While little is known about the cause of MeN, it’s thought to be predominantly linked to occupation, and there is growing evidence that points to strenuous work, heat, and insufficient rehydration as risk factors.
“[It] differs from chronic kidney disease because it [predominantly] affects young men without a history of chronic disease, who generally work in agricultural crops, in extreme physical conditions, with high temperatures, in impoverished environments," said Dr. Frida Romero, a medical anthropologist with Doctors Without Borders/Médecins Sans Frontières (MSF).
Escuintla Department, a site of agricultural production, has the second-highest prevalence of chronic kidney disease (CKD) in Guatemala.
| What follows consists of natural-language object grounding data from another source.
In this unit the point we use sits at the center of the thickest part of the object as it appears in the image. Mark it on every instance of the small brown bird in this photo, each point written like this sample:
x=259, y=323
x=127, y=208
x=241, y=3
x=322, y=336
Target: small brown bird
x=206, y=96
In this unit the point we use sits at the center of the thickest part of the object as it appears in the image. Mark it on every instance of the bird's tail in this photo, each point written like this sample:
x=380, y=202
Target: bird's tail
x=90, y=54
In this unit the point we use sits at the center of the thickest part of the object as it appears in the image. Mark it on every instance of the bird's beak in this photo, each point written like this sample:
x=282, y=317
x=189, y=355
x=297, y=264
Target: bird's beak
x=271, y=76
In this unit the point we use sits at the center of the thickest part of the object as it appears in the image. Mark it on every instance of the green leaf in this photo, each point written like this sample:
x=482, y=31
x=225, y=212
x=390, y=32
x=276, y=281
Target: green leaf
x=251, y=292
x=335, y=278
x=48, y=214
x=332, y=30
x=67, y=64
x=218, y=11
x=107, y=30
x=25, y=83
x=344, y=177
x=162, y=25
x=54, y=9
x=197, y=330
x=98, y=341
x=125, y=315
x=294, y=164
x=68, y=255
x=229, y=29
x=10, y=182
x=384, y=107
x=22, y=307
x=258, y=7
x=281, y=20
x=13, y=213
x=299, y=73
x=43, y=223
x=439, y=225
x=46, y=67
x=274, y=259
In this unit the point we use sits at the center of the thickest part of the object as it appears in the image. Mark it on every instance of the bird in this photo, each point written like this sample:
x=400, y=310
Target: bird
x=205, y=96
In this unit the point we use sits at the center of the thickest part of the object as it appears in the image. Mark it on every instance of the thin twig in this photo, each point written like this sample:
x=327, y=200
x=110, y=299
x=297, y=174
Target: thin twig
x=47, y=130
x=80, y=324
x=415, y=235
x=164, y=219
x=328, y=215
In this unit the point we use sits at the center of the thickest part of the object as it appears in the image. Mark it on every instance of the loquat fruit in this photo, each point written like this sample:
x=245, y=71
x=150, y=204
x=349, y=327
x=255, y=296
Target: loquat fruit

In August 2021, MSF began health promotion campaigns in Escuintla to raise awareness about the disease—predominantly within communities most at risk, including sugar cane workers and people living near agriculture fields. MSF teams also screen, diagnose, and provide direct medical care to people in the early stages of the disease in the community and in local health centers in La Gomera, La Democracia, and Sipacate municipalities in Escuintla.